>A chromatic mediant relationship is a relationship between two sections and/or chords whose roots are related by a major third or minor third, contain one common tone, or share the same quality, i.e. major or minor.
This makes no fucking sense. Surely that would mean I and V have a chromatic mediant relationship, since they share a common tone and are both major.
Is there a missing "and" somewhere? Am I just retarded? Explain this shit /mu/
>whose roots are related by a major third or minor third
bad bait
>>73201590
???
The key word here is mediant.
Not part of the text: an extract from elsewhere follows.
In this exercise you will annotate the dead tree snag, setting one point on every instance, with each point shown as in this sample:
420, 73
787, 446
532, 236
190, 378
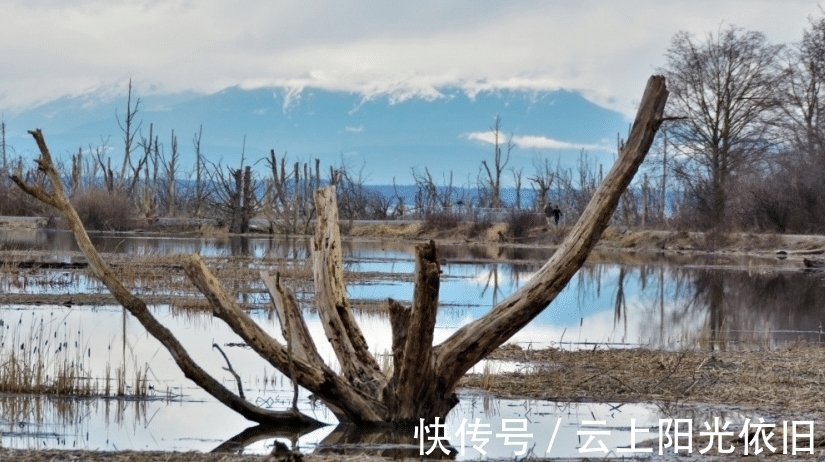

Mediants are III chords specifically (III, iii, bIII....), and a chromatic mediant is a case in which two chords (That are a major or minor 3rd apart) contain:
One common tone
One chromatically altered tone
An example being C major and Eb Major
C = C E G
Eb = Eb G Bb
Both chords contain G, and Eb is a chromatic alteration of E. Thus, C major and Eb major are chromatic mediants.
There's also doubly chromatic mediants, where there are two chromatically altered tones and no common tones, such as C major and Eb minor.
>music theory
>>73202946
This. Creep uses a chromatic mediant so that the entire song has a three chromatic note part throughout. It's an I - III - IV - iv progression in G. So the D of the I becomes the Eb of the III which becomes the E of the IV which becomes the Eb of the iv. It the cycles for the entire song. Things like this allow you to use a non diatonic chord progression without it sounding jarring to normie ears.